Preprocessing steps occur for data that can be manipulated on external servers before they are downloaded. For now, this is exclusive to the Google Earth Engine (GEE) API since it can process images on Google Cloud. Access to the GEE API requires additional authentication steps which can be done with initialise_harvester() using an additional argument, earthengine= TRUE:

initialise_harvester("r-reticulate", earthengine = TRUE)

When this function is evaluated, the Google Cloud CLI will take over and help you authenticate with an existing Google account. A new browser window may pop up to help you generate an API token so that you can gain access to the GEE API. This step is swift on a local machine - but if you are using a binder.org environment or RStudio Cloud, you may need to perform a different authentication method described here.

Download

In most cases, data are downloaded as geospatial images (i.e. GeoTIFF) which can then be further processed. Download functions are standardised in both naming prefix and syntax.
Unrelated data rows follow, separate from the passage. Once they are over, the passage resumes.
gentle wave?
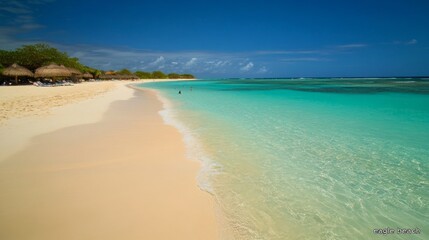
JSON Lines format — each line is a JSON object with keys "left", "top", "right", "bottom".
{"left": 151, "top": 88, "right": 221, "bottom": 194}
{"left": 140, "top": 80, "right": 429, "bottom": 240}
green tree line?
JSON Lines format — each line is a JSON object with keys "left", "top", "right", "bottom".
{"left": 0, "top": 44, "right": 195, "bottom": 79}
{"left": 0, "top": 44, "right": 97, "bottom": 74}
{"left": 134, "top": 71, "right": 194, "bottom": 79}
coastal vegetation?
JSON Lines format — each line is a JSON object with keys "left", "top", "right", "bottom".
{"left": 0, "top": 44, "right": 195, "bottom": 83}
{"left": 0, "top": 44, "right": 94, "bottom": 73}
{"left": 135, "top": 71, "right": 194, "bottom": 79}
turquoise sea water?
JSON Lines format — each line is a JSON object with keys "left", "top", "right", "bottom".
{"left": 139, "top": 78, "right": 429, "bottom": 240}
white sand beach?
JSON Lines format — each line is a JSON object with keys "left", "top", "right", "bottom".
{"left": 0, "top": 80, "right": 218, "bottom": 239}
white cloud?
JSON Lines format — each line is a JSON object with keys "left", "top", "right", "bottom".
{"left": 61, "top": 47, "right": 235, "bottom": 72}
{"left": 0, "top": 32, "right": 366, "bottom": 77}
{"left": 257, "top": 66, "right": 268, "bottom": 73}
{"left": 185, "top": 57, "right": 197, "bottom": 66}
{"left": 240, "top": 62, "right": 254, "bottom": 71}
{"left": 214, "top": 60, "right": 230, "bottom": 67}
{"left": 144, "top": 56, "right": 165, "bottom": 70}
{"left": 151, "top": 56, "right": 165, "bottom": 65}
{"left": 201, "top": 60, "right": 233, "bottom": 73}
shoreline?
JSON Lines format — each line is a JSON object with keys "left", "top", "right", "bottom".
{"left": 0, "top": 80, "right": 218, "bottom": 239}
{"left": 132, "top": 84, "right": 214, "bottom": 192}
{"left": 134, "top": 82, "right": 233, "bottom": 239}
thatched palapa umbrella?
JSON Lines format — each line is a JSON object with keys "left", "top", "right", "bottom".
{"left": 98, "top": 74, "right": 114, "bottom": 80}
{"left": 67, "top": 67, "right": 82, "bottom": 76}
{"left": 35, "top": 63, "right": 71, "bottom": 80}
{"left": 82, "top": 72, "right": 93, "bottom": 79}
{"left": 2, "top": 63, "right": 34, "bottom": 84}
{"left": 66, "top": 67, "right": 83, "bottom": 82}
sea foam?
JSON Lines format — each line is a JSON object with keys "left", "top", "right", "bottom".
{"left": 151, "top": 88, "right": 221, "bottom": 194}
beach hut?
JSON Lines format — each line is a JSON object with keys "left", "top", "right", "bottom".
{"left": 2, "top": 63, "right": 34, "bottom": 84}
{"left": 35, "top": 63, "right": 71, "bottom": 80}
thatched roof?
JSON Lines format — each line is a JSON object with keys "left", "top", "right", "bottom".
{"left": 98, "top": 74, "right": 113, "bottom": 79}
{"left": 82, "top": 72, "right": 93, "bottom": 78}
{"left": 66, "top": 67, "right": 82, "bottom": 76}
{"left": 35, "top": 63, "right": 72, "bottom": 78}
{"left": 2, "top": 63, "right": 33, "bottom": 77}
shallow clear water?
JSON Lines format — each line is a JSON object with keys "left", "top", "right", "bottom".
{"left": 140, "top": 78, "right": 429, "bottom": 240}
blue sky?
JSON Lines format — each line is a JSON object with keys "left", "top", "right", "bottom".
{"left": 1, "top": 0, "right": 428, "bottom": 77}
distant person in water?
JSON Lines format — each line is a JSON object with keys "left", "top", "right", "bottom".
{"left": 178, "top": 90, "right": 181, "bottom": 94}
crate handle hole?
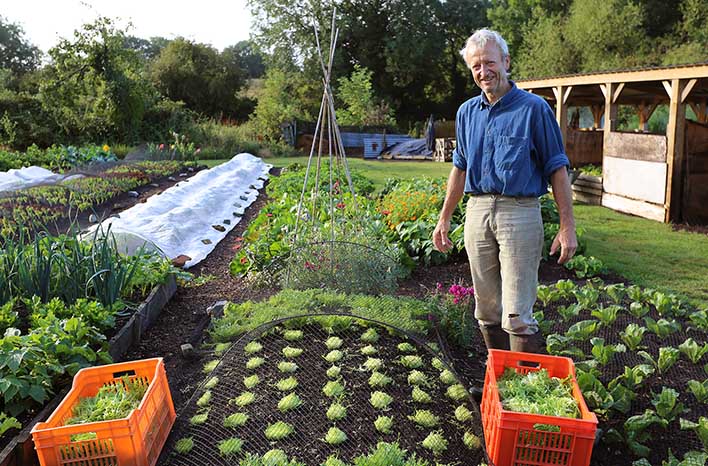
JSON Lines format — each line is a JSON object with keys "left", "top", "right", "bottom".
{"left": 516, "top": 360, "right": 540, "bottom": 369}
{"left": 113, "top": 369, "right": 136, "bottom": 378}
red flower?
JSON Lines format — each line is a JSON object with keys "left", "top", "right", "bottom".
{"left": 240, "top": 257, "right": 248, "bottom": 264}
{"left": 233, "top": 244, "right": 241, "bottom": 250}
{"left": 336, "top": 202, "right": 345, "bottom": 209}
{"left": 266, "top": 213, "right": 273, "bottom": 217}
{"left": 235, "top": 237, "right": 244, "bottom": 242}
{"left": 159, "top": 143, "right": 165, "bottom": 150}
{"left": 382, "top": 210, "right": 391, "bottom": 215}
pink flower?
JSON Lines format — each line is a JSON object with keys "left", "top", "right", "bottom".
{"left": 336, "top": 202, "right": 345, "bottom": 209}
{"left": 159, "top": 143, "right": 165, "bottom": 150}
{"left": 436, "top": 282, "right": 443, "bottom": 291}
{"left": 266, "top": 213, "right": 273, "bottom": 217}
{"left": 195, "top": 148, "right": 201, "bottom": 154}
{"left": 382, "top": 210, "right": 391, "bottom": 215}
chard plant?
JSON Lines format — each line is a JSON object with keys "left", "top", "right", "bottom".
{"left": 565, "top": 320, "right": 598, "bottom": 341}
{"left": 537, "top": 285, "right": 561, "bottom": 307}
{"left": 590, "top": 338, "right": 626, "bottom": 366}
{"left": 204, "top": 377, "right": 219, "bottom": 390}
{"left": 283, "top": 329, "right": 303, "bottom": 341}
{"left": 282, "top": 346, "right": 303, "bottom": 358}
{"left": 412, "top": 386, "right": 432, "bottom": 403}
{"left": 323, "top": 380, "right": 345, "bottom": 398}
{"left": 439, "top": 369, "right": 458, "bottom": 385}
{"left": 446, "top": 384, "right": 468, "bottom": 401}
{"left": 687, "top": 379, "right": 708, "bottom": 403}
{"left": 326, "top": 402, "right": 347, "bottom": 421}
{"left": 325, "top": 336, "right": 343, "bottom": 349}
{"left": 327, "top": 366, "right": 342, "bottom": 379}
{"left": 422, "top": 431, "right": 448, "bottom": 455}
{"left": 265, "top": 421, "right": 294, "bottom": 440}
{"left": 197, "top": 390, "right": 212, "bottom": 408}
{"left": 628, "top": 302, "right": 649, "bottom": 318}
{"left": 605, "top": 409, "right": 668, "bottom": 457}
{"left": 325, "top": 350, "right": 344, "bottom": 363}
{"left": 203, "top": 359, "right": 219, "bottom": 373}
{"left": 189, "top": 411, "right": 209, "bottom": 425}
{"left": 360, "top": 345, "right": 378, "bottom": 356}
{"left": 324, "top": 426, "right": 348, "bottom": 445}
{"left": 276, "top": 377, "right": 298, "bottom": 391}
{"left": 397, "top": 342, "right": 415, "bottom": 353}
{"left": 620, "top": 324, "right": 647, "bottom": 351}
{"left": 557, "top": 303, "right": 582, "bottom": 322}
{"left": 244, "top": 341, "right": 263, "bottom": 354}
{"left": 591, "top": 305, "right": 622, "bottom": 326}
{"left": 399, "top": 355, "right": 424, "bottom": 369}
{"left": 175, "top": 437, "right": 194, "bottom": 454}
{"left": 231, "top": 391, "right": 256, "bottom": 407}
{"left": 360, "top": 328, "right": 380, "bottom": 343}
{"left": 573, "top": 286, "right": 600, "bottom": 310}
{"left": 374, "top": 415, "right": 393, "bottom": 433}
{"left": 644, "top": 317, "right": 681, "bottom": 339}
{"left": 370, "top": 391, "right": 393, "bottom": 410}
{"left": 218, "top": 437, "right": 244, "bottom": 457}
{"left": 244, "top": 374, "right": 260, "bottom": 389}
{"left": 278, "top": 361, "right": 298, "bottom": 373}
{"left": 278, "top": 393, "right": 302, "bottom": 412}
{"left": 224, "top": 412, "right": 249, "bottom": 428}
{"left": 463, "top": 431, "right": 482, "bottom": 450}
{"left": 679, "top": 417, "right": 708, "bottom": 451}
{"left": 554, "top": 279, "right": 577, "bottom": 298}
{"left": 678, "top": 338, "right": 708, "bottom": 364}
{"left": 639, "top": 347, "right": 680, "bottom": 374}
{"left": 369, "top": 371, "right": 392, "bottom": 388}
{"left": 455, "top": 404, "right": 473, "bottom": 422}
{"left": 362, "top": 357, "right": 383, "bottom": 372}
{"left": 407, "top": 370, "right": 428, "bottom": 386}
{"left": 604, "top": 283, "right": 626, "bottom": 304}
{"left": 651, "top": 387, "right": 684, "bottom": 421}
{"left": 408, "top": 409, "right": 439, "bottom": 428}
{"left": 246, "top": 357, "right": 266, "bottom": 370}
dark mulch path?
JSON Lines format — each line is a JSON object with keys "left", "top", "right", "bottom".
{"left": 672, "top": 222, "right": 708, "bottom": 235}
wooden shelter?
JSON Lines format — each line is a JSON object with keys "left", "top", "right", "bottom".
{"left": 517, "top": 63, "right": 708, "bottom": 224}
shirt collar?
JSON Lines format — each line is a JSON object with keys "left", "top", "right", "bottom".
{"left": 479, "top": 80, "right": 518, "bottom": 109}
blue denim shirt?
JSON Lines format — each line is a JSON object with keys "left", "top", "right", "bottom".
{"left": 452, "top": 81, "right": 570, "bottom": 197}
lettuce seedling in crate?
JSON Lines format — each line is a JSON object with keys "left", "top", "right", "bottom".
{"left": 360, "top": 328, "right": 380, "bottom": 343}
{"left": 360, "top": 345, "right": 378, "bottom": 356}
{"left": 276, "top": 377, "right": 298, "bottom": 391}
{"left": 362, "top": 357, "right": 383, "bottom": 372}
{"left": 224, "top": 412, "right": 249, "bottom": 428}
{"left": 231, "top": 391, "right": 256, "bottom": 407}
{"left": 412, "top": 386, "right": 432, "bottom": 403}
{"left": 408, "top": 410, "right": 439, "bottom": 428}
{"left": 190, "top": 410, "right": 209, "bottom": 425}
{"left": 397, "top": 342, "right": 415, "bottom": 353}
{"left": 327, "top": 366, "right": 341, "bottom": 379}
{"left": 369, "top": 371, "right": 392, "bottom": 388}
{"left": 678, "top": 338, "right": 708, "bottom": 364}
{"left": 278, "top": 393, "right": 302, "bottom": 412}
{"left": 325, "top": 350, "right": 344, "bottom": 363}
{"left": 244, "top": 374, "right": 260, "bottom": 389}
{"left": 326, "top": 336, "right": 343, "bottom": 349}
{"left": 407, "top": 370, "right": 428, "bottom": 386}
{"left": 244, "top": 341, "right": 263, "bottom": 354}
{"left": 247, "top": 357, "right": 266, "bottom": 370}
{"left": 278, "top": 361, "right": 298, "bottom": 373}
{"left": 326, "top": 402, "right": 347, "bottom": 421}
{"left": 282, "top": 346, "right": 303, "bottom": 358}
{"left": 422, "top": 431, "right": 448, "bottom": 455}
{"left": 218, "top": 437, "right": 244, "bottom": 457}
{"left": 370, "top": 391, "right": 393, "bottom": 410}
{"left": 265, "top": 421, "right": 294, "bottom": 440}
{"left": 175, "top": 437, "right": 194, "bottom": 454}
{"left": 374, "top": 415, "right": 393, "bottom": 434}
{"left": 324, "top": 427, "right": 348, "bottom": 445}
{"left": 283, "top": 329, "right": 303, "bottom": 341}
{"left": 400, "top": 355, "right": 424, "bottom": 369}
{"left": 323, "top": 380, "right": 345, "bottom": 398}
{"left": 463, "top": 431, "right": 482, "bottom": 450}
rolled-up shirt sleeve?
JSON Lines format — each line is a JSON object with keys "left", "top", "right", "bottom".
{"left": 533, "top": 102, "right": 570, "bottom": 179}
{"left": 452, "top": 108, "right": 467, "bottom": 171}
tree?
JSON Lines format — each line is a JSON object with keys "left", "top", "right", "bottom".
{"left": 150, "top": 38, "right": 248, "bottom": 119}
{"left": 515, "top": 10, "right": 579, "bottom": 78}
{"left": 0, "top": 16, "right": 41, "bottom": 74}
{"left": 225, "top": 41, "right": 266, "bottom": 79}
{"left": 336, "top": 65, "right": 395, "bottom": 126}
{"left": 38, "top": 17, "right": 154, "bottom": 142}
{"left": 123, "top": 35, "right": 170, "bottom": 62}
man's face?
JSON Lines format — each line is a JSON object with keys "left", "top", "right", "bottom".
{"left": 466, "top": 42, "right": 510, "bottom": 96}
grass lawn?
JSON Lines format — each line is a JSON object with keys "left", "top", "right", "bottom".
{"left": 574, "top": 204, "right": 708, "bottom": 307}
{"left": 199, "top": 156, "right": 708, "bottom": 308}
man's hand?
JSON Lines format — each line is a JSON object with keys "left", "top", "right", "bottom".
{"left": 433, "top": 218, "right": 453, "bottom": 253}
{"left": 550, "top": 227, "right": 577, "bottom": 265}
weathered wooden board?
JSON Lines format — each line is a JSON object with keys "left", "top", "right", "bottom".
{"left": 572, "top": 190, "right": 602, "bottom": 205}
{"left": 572, "top": 184, "right": 603, "bottom": 196}
{"left": 602, "top": 192, "right": 665, "bottom": 221}
{"left": 566, "top": 129, "right": 603, "bottom": 167}
{"left": 603, "top": 156, "right": 667, "bottom": 205}
{"left": 606, "top": 131, "right": 667, "bottom": 162}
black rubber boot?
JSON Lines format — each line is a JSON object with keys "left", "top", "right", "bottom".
{"left": 479, "top": 324, "right": 510, "bottom": 351}
{"left": 509, "top": 332, "right": 546, "bottom": 354}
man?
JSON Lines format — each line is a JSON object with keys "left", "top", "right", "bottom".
{"left": 432, "top": 28, "right": 577, "bottom": 354}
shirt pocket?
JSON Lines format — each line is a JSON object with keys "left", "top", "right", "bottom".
{"left": 495, "top": 136, "right": 530, "bottom": 172}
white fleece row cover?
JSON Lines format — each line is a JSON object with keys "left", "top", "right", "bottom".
{"left": 0, "top": 166, "right": 68, "bottom": 192}
{"left": 93, "top": 154, "right": 271, "bottom": 268}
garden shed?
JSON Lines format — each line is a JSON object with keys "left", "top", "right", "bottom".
{"left": 517, "top": 63, "right": 708, "bottom": 224}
In most cases, downloads are requested using a download_*() function with the minimal inputs for:

the product or layer name(s) to access (defined by the API),
a path to a folder, where downloads will be stored (for processing, if needed), and
an area of interest defined by a bounding box in EPSG:4326

Each download_* function has additional arguments that are unique for the API used, but the three arguments will be sufficient to request and download data products from the respective servers:

# The code below is an example and will NOT evaluate:
download_*(layer = <layername>,
           out_path = <path to folder>,
           bbox = <xmin, ymin, xmax, ymax>)

For more information on downloads, refer to each download function in the Reference section:

Process and sample data

Once data has been downloaded, functions are available to process the data further, which include:

sampling for data based on available sampling coordinates, with raster_query()
temporal aggregation, using aggregate_temporal()

Of course, since downloaded data are in open GeoTIFF and CSV formats, users may also utilise other R packges (e.g. terra) to manipulate the data on their own.

What’s next

The Data-Harvester is still being actively developed and more functions will soon be available for statistical modelling and machine learning workflows.